Description of the simulation
In this simulation, you can see fish, that form swarms and avoid obstacles and predators. Basically, prey and predators perform an random walk. But there are
several special individual events and behaviors, that lead to the observed group behavior:
Prey behavior
Every x steps, each prey fish updates a list of visible neighbors, which are all fish within a range given by the slider sensory-range. How often this update is performed is given by the slider called update-neighborhood-every.
It is only for speeding up the simulation, that the neighborhood gets sensed by each fish every time step.
After that, several random fishes are picked out from this sensed neighbored fishes. How much are picked is given by the slider accounted-fish.
Each of these picked fishes has some influence upon the focal fishes further moving direction. If the picked fish is too near, the fish works like a repellent
and the focal fish turns away. If the picked fish further away, the focal fish chooses a traveling direction parallel to those of the picked fish.
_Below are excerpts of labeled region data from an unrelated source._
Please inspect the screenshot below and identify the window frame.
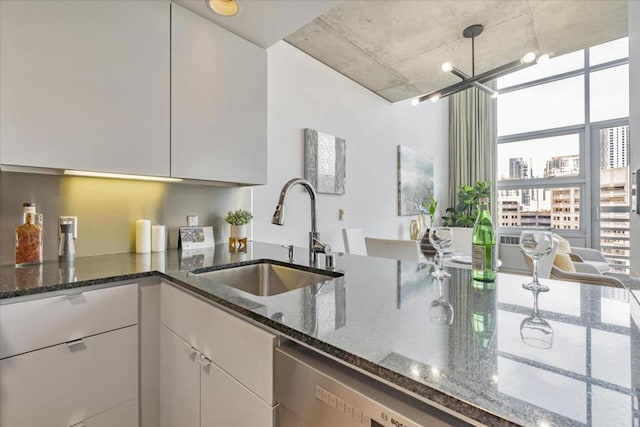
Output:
[495,48,629,247]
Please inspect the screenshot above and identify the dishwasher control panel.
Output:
[315,384,420,427]
[274,343,469,427]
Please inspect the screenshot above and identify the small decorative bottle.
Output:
[471,197,497,282]
[16,212,42,266]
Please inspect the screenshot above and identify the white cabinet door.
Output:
[160,325,200,427]
[0,326,138,427]
[80,399,139,427]
[161,283,276,405]
[171,4,267,184]
[0,283,138,359]
[0,0,170,176]
[200,356,275,427]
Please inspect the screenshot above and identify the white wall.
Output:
[628,0,640,274]
[253,42,448,251]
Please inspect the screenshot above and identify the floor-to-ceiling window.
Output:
[496,38,630,275]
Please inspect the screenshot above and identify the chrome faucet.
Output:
[271,178,331,266]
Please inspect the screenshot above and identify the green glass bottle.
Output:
[471,197,497,282]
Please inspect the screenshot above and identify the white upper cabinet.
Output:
[0,0,170,176]
[171,4,267,184]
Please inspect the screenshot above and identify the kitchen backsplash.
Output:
[0,172,252,264]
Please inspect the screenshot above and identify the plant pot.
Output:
[420,228,436,257]
[229,224,247,239]
[450,227,473,255]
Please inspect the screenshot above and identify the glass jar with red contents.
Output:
[16,209,42,266]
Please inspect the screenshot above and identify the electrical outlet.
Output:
[58,216,78,239]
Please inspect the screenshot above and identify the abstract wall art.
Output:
[398,145,434,215]
[304,129,346,194]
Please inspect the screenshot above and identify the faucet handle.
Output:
[324,253,336,270]
[280,245,296,262]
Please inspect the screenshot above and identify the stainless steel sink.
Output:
[193,261,343,296]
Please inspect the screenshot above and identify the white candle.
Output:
[136,219,151,254]
[151,225,167,252]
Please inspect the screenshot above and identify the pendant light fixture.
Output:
[205,0,240,16]
[411,24,536,105]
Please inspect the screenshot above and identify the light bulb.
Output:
[442,62,453,73]
[520,52,536,64]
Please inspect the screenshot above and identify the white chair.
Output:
[342,228,367,255]
[364,237,420,262]
[522,239,624,289]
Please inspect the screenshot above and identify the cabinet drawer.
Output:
[0,284,138,359]
[161,283,275,405]
[83,399,138,427]
[200,352,276,427]
[0,326,138,427]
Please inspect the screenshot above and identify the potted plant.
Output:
[441,181,492,255]
[224,209,253,239]
[442,181,491,227]
[420,196,438,256]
If the picked fish is too far away, the focal fish turn toward the
picked fish, in order to decrease the distance.
The two sliders dist-repulsive and dist-parallel set the two borders between the three ranges of distances.
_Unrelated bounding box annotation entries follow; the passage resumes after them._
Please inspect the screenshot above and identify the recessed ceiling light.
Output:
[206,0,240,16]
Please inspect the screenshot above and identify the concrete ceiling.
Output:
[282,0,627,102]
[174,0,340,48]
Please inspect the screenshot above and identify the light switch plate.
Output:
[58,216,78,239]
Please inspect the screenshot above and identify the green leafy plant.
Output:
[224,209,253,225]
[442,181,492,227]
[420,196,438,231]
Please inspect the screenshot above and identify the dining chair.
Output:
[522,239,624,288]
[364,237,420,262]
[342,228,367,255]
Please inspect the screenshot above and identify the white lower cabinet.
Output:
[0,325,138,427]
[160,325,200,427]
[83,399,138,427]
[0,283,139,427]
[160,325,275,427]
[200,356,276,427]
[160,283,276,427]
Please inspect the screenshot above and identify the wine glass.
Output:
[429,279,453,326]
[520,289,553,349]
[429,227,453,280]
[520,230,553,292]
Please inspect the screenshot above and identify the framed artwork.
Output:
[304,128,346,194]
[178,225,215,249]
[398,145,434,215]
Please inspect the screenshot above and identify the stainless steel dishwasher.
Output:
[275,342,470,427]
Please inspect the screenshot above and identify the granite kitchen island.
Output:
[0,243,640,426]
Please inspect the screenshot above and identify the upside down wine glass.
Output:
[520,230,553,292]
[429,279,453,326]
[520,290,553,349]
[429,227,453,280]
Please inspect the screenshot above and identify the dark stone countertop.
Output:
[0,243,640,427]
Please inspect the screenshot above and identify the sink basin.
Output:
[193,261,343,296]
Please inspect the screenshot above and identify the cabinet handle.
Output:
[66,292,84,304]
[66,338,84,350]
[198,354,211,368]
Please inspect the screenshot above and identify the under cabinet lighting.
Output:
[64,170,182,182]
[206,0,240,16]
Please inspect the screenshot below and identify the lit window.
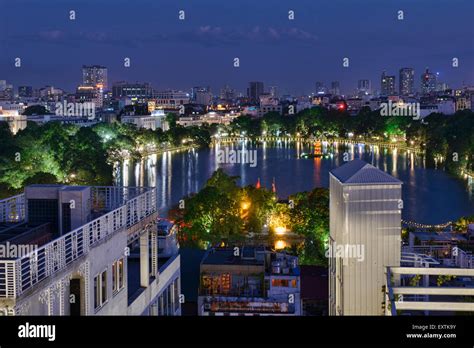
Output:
[94,270,107,309]
[112,258,124,294]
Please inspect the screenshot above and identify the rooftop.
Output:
[331,159,402,185]
[201,248,265,266]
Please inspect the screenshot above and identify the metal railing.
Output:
[385,267,474,315]
[0,187,157,299]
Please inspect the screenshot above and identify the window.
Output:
[272,278,288,288]
[173,278,180,312]
[94,270,107,310]
[112,258,124,295]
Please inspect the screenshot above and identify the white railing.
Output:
[452,247,474,268]
[385,267,474,315]
[400,251,439,267]
[0,188,157,298]
[0,194,26,223]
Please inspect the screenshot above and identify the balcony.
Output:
[0,187,157,299]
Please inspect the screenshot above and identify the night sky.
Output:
[0,0,474,94]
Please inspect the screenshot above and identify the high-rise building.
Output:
[399,68,415,96]
[357,80,372,95]
[220,85,235,100]
[328,159,402,315]
[112,81,153,99]
[329,81,341,95]
[421,68,437,94]
[18,86,33,98]
[82,65,108,90]
[380,71,395,96]
[247,81,263,103]
[315,81,327,94]
[270,86,280,98]
[191,86,212,105]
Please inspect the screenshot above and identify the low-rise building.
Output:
[198,247,301,316]
[0,185,181,316]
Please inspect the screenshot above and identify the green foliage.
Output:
[290,188,329,265]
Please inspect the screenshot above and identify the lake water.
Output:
[116,141,474,224]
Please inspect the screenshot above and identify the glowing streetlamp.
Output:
[275,226,286,236]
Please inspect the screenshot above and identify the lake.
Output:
[116,141,474,224]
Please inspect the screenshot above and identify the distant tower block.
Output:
[329,159,402,315]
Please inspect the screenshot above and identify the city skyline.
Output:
[0,0,474,95]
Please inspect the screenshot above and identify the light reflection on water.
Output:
[117,141,474,224]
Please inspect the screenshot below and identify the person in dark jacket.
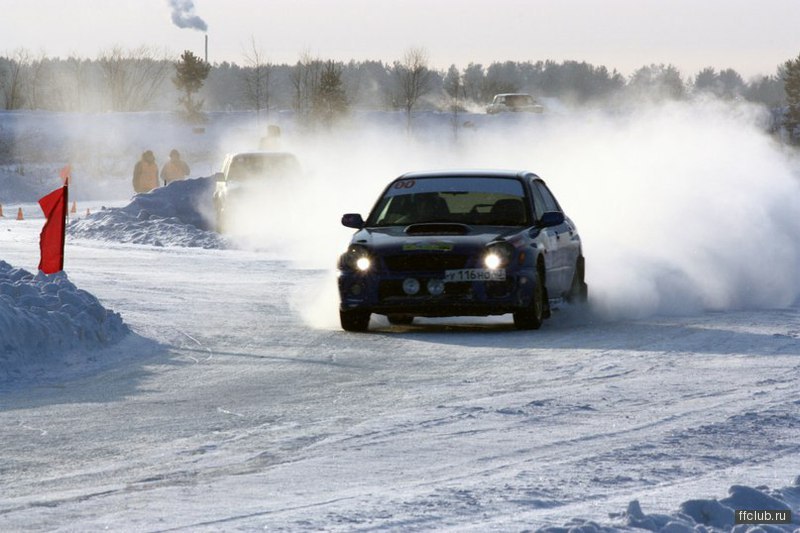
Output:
[133,150,158,193]
[161,149,189,185]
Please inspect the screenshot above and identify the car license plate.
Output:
[444,268,506,283]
- If the distance < dist-repulsive, than the focal fish turns away
- if the distance is between dist-repulsive and dist-parallel, then the focal fish aligns to the picked fish
- if the distance > dist-parallel, then the focal fish turns towards the picked fish.
But the focal fish does not just pick one single fish from his neighborhood. How to deal with the information gathered from several picked (accounted) fishes ?
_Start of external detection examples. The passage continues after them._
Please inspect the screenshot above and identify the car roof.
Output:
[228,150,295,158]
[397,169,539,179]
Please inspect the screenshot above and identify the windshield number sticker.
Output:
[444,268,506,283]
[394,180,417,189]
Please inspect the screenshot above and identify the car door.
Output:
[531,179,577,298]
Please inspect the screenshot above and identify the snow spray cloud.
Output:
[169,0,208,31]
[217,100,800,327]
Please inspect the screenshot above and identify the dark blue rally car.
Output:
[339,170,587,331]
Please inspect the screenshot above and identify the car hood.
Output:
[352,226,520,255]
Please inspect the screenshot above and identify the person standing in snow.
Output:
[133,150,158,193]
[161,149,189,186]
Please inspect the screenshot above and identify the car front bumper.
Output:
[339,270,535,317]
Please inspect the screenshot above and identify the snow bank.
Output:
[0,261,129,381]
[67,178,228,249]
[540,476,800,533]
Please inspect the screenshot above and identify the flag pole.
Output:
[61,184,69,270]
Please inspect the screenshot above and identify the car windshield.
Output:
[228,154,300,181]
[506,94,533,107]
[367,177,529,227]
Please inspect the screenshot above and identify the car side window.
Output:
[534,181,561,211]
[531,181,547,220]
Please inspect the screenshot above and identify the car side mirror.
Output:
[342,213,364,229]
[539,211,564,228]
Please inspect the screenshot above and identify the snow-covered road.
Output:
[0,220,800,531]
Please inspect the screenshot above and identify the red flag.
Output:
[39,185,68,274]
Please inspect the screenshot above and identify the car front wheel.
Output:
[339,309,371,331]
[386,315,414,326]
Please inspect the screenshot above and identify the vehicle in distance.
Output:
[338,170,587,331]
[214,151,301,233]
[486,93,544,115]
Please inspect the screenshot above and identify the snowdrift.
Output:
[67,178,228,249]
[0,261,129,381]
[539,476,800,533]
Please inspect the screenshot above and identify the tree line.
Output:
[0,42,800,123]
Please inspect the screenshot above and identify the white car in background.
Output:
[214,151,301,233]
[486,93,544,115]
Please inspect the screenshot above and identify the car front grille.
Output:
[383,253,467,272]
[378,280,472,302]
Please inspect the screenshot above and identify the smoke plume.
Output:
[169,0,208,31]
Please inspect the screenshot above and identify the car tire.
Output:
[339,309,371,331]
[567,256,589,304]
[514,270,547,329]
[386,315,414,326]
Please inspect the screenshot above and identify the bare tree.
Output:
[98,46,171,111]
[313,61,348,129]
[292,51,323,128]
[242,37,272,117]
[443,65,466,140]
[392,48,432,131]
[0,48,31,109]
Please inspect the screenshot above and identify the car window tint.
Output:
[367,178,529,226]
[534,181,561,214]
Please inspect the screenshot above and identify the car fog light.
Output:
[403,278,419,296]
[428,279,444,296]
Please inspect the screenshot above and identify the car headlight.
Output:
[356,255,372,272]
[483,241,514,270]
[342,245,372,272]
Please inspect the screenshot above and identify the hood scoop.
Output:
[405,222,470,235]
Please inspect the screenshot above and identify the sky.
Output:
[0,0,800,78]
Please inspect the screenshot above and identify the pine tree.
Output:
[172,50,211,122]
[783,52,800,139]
The solution is just building mean values. Each accounted fish results into a vector. The focal fish just averages all those vectors. When turning on the
slider latency, the vectors are not affecting the focal fish immediately. Again, we calculate weighted means with the current moving vector and the vectors suggested by the accounted neighboring fishes. The higher
the latency, the more weight is accounted to the current moving vector.
But the moving vector of all prey fish is not only influenced by other prey fish. Predator fishes work as extreme repellants, obstacles also work as
repellants.
The slider randomness provides additional random input to this decision.
Predators behavior
The predator fishes perform basically a random walk, but when prey fish come into their view, they turn towards them.
Experiments
- Check how the number of actors (prey, predators, obstacles) changes the collective behavior.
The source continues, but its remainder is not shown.